Enter: Clif Shot Energy Gels
I am in love with the Clif Shot Energy Gel. While not designed specifically for women, I am very happy with the fact that these supplements are 90% organic, vegan-friendly and still manage to taste pretty good. I also like how they have varying amounts of caffeine, so you can dose yourself as needed. The “Double Expresso” carries a whopping 100 mg of caffeine, and while I have found that it can provide an awesome boost of energy, I know that I can’t just continuously dose myself with that much caffeine and not wig out. Usually I switch between Vanilla (no caffeine), Strawberry (25 mg caffeine), Mocha (50 mg caffeine) and the Double Expresso, depending on how I feel.

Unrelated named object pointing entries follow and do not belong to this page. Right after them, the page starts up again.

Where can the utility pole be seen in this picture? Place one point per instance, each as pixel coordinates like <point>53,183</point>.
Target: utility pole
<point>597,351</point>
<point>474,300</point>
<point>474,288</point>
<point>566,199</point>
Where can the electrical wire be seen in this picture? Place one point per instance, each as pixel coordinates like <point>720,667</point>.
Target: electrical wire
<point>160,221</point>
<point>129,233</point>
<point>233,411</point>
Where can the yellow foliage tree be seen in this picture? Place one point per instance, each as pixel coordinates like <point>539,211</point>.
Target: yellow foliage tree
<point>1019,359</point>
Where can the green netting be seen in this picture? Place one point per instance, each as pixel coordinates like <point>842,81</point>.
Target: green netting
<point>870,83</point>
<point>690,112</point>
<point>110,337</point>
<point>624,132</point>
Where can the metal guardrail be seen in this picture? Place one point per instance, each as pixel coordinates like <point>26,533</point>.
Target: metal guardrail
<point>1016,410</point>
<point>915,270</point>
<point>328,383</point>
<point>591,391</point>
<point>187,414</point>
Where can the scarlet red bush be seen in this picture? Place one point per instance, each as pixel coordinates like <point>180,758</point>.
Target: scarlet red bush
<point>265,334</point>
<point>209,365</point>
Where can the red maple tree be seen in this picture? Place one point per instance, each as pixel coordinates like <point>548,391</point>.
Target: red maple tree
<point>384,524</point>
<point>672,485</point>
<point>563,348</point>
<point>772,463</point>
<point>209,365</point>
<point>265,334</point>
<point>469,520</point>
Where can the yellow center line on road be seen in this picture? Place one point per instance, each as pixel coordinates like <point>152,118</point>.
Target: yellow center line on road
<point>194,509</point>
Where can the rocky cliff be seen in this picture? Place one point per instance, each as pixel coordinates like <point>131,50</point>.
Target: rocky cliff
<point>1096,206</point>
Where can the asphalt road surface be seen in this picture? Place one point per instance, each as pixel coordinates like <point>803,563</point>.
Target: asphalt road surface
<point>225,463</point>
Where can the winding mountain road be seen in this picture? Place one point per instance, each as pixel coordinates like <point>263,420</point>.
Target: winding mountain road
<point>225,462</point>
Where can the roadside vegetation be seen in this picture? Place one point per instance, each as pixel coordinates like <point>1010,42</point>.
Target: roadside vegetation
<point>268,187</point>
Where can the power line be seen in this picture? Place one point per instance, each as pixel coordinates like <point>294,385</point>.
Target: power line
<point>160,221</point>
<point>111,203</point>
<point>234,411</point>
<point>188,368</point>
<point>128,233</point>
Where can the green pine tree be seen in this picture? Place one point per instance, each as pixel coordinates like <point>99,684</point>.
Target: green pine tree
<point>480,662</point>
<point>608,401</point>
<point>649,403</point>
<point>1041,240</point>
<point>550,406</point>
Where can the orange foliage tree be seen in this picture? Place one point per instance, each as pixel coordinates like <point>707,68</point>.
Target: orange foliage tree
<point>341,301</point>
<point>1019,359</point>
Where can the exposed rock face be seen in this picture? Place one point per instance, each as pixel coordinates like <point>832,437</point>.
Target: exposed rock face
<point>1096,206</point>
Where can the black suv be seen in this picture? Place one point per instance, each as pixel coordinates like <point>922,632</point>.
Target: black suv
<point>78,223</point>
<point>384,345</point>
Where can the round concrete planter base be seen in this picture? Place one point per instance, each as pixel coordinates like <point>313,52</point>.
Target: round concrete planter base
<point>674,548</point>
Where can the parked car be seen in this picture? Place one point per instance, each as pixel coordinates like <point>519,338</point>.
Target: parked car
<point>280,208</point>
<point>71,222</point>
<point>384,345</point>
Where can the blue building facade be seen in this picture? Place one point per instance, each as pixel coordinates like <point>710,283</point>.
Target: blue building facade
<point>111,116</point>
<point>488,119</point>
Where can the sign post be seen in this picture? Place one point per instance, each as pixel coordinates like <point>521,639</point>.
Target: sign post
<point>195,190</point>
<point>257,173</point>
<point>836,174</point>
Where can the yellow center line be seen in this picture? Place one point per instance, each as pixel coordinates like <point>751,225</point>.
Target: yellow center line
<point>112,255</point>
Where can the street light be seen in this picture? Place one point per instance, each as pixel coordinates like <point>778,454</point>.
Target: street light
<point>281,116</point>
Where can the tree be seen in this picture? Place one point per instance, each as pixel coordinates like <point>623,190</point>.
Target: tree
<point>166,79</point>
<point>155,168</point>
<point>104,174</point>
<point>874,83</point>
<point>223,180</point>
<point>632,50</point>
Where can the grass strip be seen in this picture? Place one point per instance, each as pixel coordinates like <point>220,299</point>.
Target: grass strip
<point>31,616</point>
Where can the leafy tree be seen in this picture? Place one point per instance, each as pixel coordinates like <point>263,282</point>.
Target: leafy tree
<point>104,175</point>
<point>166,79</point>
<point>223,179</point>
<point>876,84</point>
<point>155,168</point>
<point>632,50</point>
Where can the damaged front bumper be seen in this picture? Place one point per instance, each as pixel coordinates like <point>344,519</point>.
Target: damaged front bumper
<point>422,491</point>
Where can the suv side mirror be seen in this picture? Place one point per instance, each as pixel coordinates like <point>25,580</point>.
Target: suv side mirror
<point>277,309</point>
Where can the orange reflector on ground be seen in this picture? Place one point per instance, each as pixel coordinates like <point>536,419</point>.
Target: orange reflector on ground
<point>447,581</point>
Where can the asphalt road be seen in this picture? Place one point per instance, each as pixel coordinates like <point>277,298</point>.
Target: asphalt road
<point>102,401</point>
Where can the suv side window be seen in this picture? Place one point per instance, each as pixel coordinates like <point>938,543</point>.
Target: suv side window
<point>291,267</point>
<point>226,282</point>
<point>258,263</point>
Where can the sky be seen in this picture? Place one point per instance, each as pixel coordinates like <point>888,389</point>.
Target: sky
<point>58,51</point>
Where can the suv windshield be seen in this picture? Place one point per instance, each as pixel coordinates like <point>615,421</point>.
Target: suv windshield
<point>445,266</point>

Because it’s a gel, there is no chewing involved, and while I can’t say that I love the consistency of the Shot — it’s like a really sticky paste — I do prefer it to other brands I have tried. Usually I try to polish them off in two swallows followed up with a few big swigs of water (essential, because it makes it easier on the stomach). I also like how the tab you rip to open the packet stays connected to the packet itself, so there is less trash floating about. It’s just a smart idea.
So, my tip is this – if you are running long distances and need to look into energy supplements, try a lot of different kinds! Figure out what kind of flavors and consistencies you like by practicing on your training runs, and have a system down before race day. Don’t go trying the random stuff handed out on the side of the road or at fueling stations if you haven’t already been practicing with it. You want to figure this out in advance so there is nothing to worry about on race day.